As far as maker/developer isolation of changes is concerned, having spoken to various people at Microsoft, I've been advised that solution segmentation was never intended to be used for this purpose. Due to the very nature of multiple team members working in the same development environment, solution segmentation will not achieve true developer/maker isolation due to the inherent risk of cross solution dependencies. You only need someone to create a relationship between two tables in different solutions, for the platform to then automatically bring in a table into one of the solutions where you were not expecting to include it. To truly take dependencies, you need to implement proper Solution Layering and take those dependencies on managed objects. This implies that you need to have a separate development environment for each unmanaged solution being built. This introduces additional complexity when you consider what happens when you wish to delete a managed object that you have a dependency on in a second-layer development environment. You will need to go back to the source of that managed solution and delete the object from the source, generate a new version and then upgrade to the new version in the second layer development environment.
In their current state, Power Platform Pipelines do not provide a enterprise-ready ALM approach, where you want source control to be the single source of truth, you want to deploy artifacts built from source control, you want to deploy multiple solutions, you want to deploy artifacts other than Dataverse solutions etc. If you have multiple solutions, you need to account for and carefully consider:
1. Which order they will be deployed in
2. What happens in the case of cross-solution dependencies and the impact if you need to delete a managed object as part of a managed solution upgrade. For example, if Version 1 of Solution A has introduced component A, and Version 1 of Solution B has introduced component B and solution B has a hard dependency on component A, so you have installed Solution A first in your target environment. Then in Version 2 of Solution A component A has been deleted. But because solution B has a dependency on solution A, in order to resolve that dependency to allow Solution A to be gracefully upgraded to delete component A, you need to upgrade solution B first. So now the order/upgrade pattern of your solutions has to change
It's not trivial managing the above using manual deployment, or Power Platform Pipelines which currently only support the deployment of a single solution at a time. Having a single solution totally removes these issues.

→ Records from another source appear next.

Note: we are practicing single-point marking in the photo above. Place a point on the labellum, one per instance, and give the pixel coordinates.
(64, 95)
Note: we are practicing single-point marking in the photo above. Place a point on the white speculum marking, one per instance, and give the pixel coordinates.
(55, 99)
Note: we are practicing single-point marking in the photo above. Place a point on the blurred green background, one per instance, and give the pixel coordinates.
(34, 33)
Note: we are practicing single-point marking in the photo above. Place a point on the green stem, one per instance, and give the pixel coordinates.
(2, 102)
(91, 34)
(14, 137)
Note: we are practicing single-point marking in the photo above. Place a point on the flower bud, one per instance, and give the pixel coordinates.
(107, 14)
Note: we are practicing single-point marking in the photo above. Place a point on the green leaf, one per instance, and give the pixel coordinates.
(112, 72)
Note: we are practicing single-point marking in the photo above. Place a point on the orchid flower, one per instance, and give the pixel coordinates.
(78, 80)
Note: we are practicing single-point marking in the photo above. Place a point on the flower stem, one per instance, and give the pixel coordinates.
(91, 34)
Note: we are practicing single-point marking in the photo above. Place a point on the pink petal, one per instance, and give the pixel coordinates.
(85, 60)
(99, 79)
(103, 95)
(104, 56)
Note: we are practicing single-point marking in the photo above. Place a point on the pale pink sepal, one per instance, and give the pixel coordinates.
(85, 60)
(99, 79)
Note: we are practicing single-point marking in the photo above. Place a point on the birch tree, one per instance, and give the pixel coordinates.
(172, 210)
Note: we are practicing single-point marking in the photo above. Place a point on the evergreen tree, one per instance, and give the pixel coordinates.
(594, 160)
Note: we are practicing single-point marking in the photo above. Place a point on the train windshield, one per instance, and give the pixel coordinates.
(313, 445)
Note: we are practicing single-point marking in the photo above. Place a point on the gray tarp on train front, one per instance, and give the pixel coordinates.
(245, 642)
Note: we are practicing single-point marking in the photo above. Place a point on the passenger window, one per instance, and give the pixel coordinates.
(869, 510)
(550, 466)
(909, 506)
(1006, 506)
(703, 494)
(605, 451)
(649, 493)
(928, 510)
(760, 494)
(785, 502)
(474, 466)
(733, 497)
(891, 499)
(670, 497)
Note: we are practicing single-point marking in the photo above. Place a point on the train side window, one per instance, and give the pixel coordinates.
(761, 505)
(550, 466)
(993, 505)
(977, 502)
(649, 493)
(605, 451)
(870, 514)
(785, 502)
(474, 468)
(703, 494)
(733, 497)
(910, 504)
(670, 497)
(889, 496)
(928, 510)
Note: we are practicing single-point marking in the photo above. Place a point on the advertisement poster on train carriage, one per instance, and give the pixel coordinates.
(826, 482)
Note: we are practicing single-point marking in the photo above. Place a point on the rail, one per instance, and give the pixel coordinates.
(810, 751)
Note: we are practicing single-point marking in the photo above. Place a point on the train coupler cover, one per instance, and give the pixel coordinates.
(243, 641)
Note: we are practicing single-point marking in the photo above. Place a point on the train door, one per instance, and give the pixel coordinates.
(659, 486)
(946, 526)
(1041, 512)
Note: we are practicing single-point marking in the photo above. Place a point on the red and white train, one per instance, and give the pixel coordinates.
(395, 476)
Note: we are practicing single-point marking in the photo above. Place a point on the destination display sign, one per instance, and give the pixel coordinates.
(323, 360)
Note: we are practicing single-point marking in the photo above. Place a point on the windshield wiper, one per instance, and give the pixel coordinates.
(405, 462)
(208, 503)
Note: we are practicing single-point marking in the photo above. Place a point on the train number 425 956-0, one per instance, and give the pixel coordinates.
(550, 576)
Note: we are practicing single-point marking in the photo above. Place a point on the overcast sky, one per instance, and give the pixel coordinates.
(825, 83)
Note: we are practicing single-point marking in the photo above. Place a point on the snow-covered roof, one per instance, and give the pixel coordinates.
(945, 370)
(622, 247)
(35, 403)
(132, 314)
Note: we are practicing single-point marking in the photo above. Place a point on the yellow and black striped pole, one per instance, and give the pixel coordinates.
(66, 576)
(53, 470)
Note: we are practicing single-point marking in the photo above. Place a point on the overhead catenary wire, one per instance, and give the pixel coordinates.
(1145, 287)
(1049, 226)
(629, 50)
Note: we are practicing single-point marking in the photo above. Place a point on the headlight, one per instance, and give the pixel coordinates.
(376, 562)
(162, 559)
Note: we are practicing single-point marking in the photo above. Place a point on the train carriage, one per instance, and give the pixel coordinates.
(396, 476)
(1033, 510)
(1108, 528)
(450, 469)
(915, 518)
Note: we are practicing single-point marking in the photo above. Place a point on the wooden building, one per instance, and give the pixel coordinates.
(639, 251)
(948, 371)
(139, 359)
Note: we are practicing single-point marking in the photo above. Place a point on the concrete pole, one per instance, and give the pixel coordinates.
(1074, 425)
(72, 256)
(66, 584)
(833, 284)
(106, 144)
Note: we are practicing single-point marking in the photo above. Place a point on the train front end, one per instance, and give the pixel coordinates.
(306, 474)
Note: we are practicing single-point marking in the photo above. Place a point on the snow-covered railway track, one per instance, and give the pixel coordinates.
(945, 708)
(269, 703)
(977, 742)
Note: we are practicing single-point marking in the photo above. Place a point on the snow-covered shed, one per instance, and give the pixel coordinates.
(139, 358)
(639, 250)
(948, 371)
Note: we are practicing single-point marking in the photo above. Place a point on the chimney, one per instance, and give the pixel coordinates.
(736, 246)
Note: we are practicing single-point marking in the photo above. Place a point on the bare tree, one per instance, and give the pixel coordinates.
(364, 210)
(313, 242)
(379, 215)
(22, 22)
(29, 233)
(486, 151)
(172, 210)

Finally, regarding solution layering - it's not just because of too many layers, and it's unfortunately, not always a case of "top one wins". There are some additional nuances to be aware of whereby the customisations to certain component types do not always merge as gracefully as you expect them to across multiple solution layers. So to avoid this complexity, it better to minimise the total number of solution layers you have, or at least, do not include the same component into multiple solutions if you do end up having multiple solutions.